Starting this month, Neiman's work has become a regular feature of _CBS Sports Spectacular_. At the beginning and end of each program, Neiman's paintings are interspersed with photographs of athletes to form a moving collage of colors and shapes. The artist has been contracted to make six or seven personal appearances on the program over the next year, in which he will demonstrate the art of drawing sports in action.
Neiman is a suave, sophisticated man who loves his work and loves to talk about it. Dressed in a fancy denim-style suit, with a long, thin cigar protruding from under his handlebar moustache, he expounds on a score of subjects as if he had all the time in the world. In the adjacent room, the telephone rings almost unceasingly. It is answered by his assistant, who calls out the message to him. More likely than not, it is a request for Neiman's artistic services.
"I sketch all the time," he says. "A sketch is not necessarily a study to me. It's a record -- something to consult with. I sketch an awful lot in public. Because when I go someplace and I get bored, I sketch. Everybody forgives me for it. They think I have an uncontrollable desire to draw."
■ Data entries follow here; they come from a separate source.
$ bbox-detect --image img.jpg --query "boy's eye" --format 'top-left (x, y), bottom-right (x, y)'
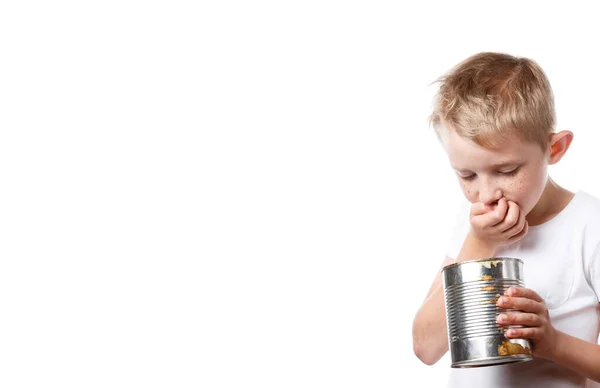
top-left (500, 167), bottom-right (519, 176)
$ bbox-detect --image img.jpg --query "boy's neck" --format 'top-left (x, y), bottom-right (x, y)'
top-left (525, 177), bottom-right (575, 226)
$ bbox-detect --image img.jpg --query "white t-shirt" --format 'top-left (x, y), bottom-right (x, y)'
top-left (448, 191), bottom-right (600, 388)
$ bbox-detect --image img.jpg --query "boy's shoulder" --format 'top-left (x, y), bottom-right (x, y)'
top-left (569, 190), bottom-right (600, 218)
top-left (564, 190), bottom-right (600, 241)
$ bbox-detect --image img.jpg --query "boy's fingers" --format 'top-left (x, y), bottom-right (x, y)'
top-left (500, 201), bottom-right (521, 232)
top-left (491, 197), bottom-right (508, 226)
top-left (507, 221), bottom-right (529, 243)
top-left (471, 202), bottom-right (490, 217)
top-left (505, 287), bottom-right (544, 303)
His style, says Neiman, "came out of nowhere. It happened very suddenly, about 1954, just before I started with _Playboy_." That magazine recently honored him with an award for being one of the five most important contributors in its 25-year history.
During his childhood in Minnesota, recalls Neiman, "I was always drawing pictures and getting special treatment at school -- showing off, copping out of other things. ... I lived a couple of years in England and France." since moving to New York, he has been a constant Westsider. Central Park, says Neiman, "is the West Side's front yard, but the East Side's back yard."
Neiman's latest one-man show is an exhibit of approximately 50 serigraphs, etching, and drawings at Hammer Graphics on East 57th Street. Part of the proceeds from sales will go to the U.S. Olympic Committee.
"I turn most things down, because they're not stimulating and inspiring," says Neiman matter-of-factly. "Money isn't enough stimulus to do something I don't like. ... I work very hard. I fool around a lot too, but I don't go on vacations. I don't have hobbies. I put my vices within my craft."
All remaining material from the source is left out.